Tears of the rotator cuff can range from minor partial thickness tears in one tendon to full thickness (complete) tears of one or more tendons. In a partial thickness tear only some of the tendon fibres are torn. This weakens the tendon and can cause significant pain. Over time a partial thickness tear can progress to become a full thickness tear. Full thickness tears can also be the result of trauma. Symptoms will vary depending on the extent of the tear, but will usually include pain with active use of the arm, night pain, and weakness of the arm. Full thickness rotator cuff tears can also occur due to the normal wear and tear of age, with approximately 30% of patients over the age of 70 years having a tear.
For symptomatic rotator cuff tears there are 2 options for treatment:
Non-Operative Treatment
Because the tendon does not heal by itself non-operative treatment is purely symptomatic treatment. It aims to reduce pain and inflammation in the shoulder and get the remaining rotator cuff muscles working more effectively. This form of treatment includes anti-inflammatory medications, cortisone injections, and exercises to strengthen the rotator cuff and scapula muscles. Although this form of treatment may be effective in managing partial thickness tears and small full thickness tears, it rarely results in long term benefit for larger full thickness tears, especially in younger patients.
Operative Treatment
The primary aim of surgery is to restore shoulder function and comfort by reattaching the tendon(s) to the bone. This is done by using little absorbable ‘suture anchors’ which are inserted into the bone. The sutures from these anchors are then used to attach the tendon back to the bone. The procedure normally takes from 60 to 90 minutes, and is most commonly done through key holes (arthroscopic), or occasionally through a small cut over the top of the shoulder. If any other damage is found at the time of surgery (bone spurs, bicep tears, AC joint arthritis) then these will be addressed at the same time. Rotator cuff repair is normally a very safe and successful operation, and it is the most common operation that I do, but it does involve a very long recovery and rehabilitation period.
Recovery after Surgery
Usually you will need to be in hospital for only one night after the surgery. I will provide you with information sheets and exercise sheets before you leave the hospital which will outline very clearly how to look after your arm following the surgery.
As a brief outline:
You will spend the first 4 to 6 weeks with your arm in a sling. This will only be removed for showering purposes or when you are doing your exercises. You cannot drive during this period.
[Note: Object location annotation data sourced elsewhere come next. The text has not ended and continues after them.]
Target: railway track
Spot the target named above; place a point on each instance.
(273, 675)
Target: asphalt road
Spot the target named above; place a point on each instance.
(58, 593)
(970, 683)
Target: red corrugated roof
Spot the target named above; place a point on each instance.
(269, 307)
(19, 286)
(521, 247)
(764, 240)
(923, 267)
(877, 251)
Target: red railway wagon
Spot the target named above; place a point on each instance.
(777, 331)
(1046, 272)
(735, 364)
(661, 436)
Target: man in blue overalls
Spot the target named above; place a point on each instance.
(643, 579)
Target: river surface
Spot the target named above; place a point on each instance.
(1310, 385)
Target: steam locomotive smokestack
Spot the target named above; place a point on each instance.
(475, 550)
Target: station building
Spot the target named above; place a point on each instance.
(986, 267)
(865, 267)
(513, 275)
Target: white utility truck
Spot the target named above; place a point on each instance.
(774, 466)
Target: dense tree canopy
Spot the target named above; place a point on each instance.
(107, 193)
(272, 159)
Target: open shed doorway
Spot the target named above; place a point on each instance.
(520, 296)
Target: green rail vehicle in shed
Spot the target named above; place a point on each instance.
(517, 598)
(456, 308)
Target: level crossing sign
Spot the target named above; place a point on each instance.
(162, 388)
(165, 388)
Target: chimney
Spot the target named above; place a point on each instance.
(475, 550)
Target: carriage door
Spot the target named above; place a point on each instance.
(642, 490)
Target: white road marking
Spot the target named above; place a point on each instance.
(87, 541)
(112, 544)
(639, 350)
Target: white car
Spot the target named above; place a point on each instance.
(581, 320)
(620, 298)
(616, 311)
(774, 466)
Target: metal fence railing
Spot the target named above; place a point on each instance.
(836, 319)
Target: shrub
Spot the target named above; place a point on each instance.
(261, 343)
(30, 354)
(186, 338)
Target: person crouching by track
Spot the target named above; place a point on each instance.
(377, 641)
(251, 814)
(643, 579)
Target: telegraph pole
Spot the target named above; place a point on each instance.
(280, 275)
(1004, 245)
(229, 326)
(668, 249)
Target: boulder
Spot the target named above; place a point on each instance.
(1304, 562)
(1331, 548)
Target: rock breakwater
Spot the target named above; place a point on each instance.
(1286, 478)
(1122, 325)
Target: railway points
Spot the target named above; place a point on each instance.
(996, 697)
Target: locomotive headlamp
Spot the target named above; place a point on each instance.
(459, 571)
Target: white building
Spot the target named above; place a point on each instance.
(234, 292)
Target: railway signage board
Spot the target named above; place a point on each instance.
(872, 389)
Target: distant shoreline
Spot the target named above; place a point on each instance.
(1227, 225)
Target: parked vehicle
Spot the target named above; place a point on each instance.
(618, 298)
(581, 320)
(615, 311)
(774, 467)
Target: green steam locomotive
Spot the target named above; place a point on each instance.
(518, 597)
You will then spend another 4 to 6 weeks limited to very light waist level use of the arm. This is to allow further healing of the tendon(s) whilst you continue to work on regaining ‘passive’ range of motion in the shoulder. You will be able to start driving and do very light desk type of work during this period.
More formal rehabilitation including stretching in other planes and strengthening does not begin until the 10 to 12 week mark. This is when physiotherapy can also be helpful. It can take 4 to 6 months before you are back doing even your normal daily activities with comfort and a good mobility, and you will keep improving for 18 months to 2 years.
It is important to appreciate that the tendon(s) is not fully healed until 6 months. As a result it can be 4 to 6 months and sometimes even longer before you can return to more manual type of work and/or sport.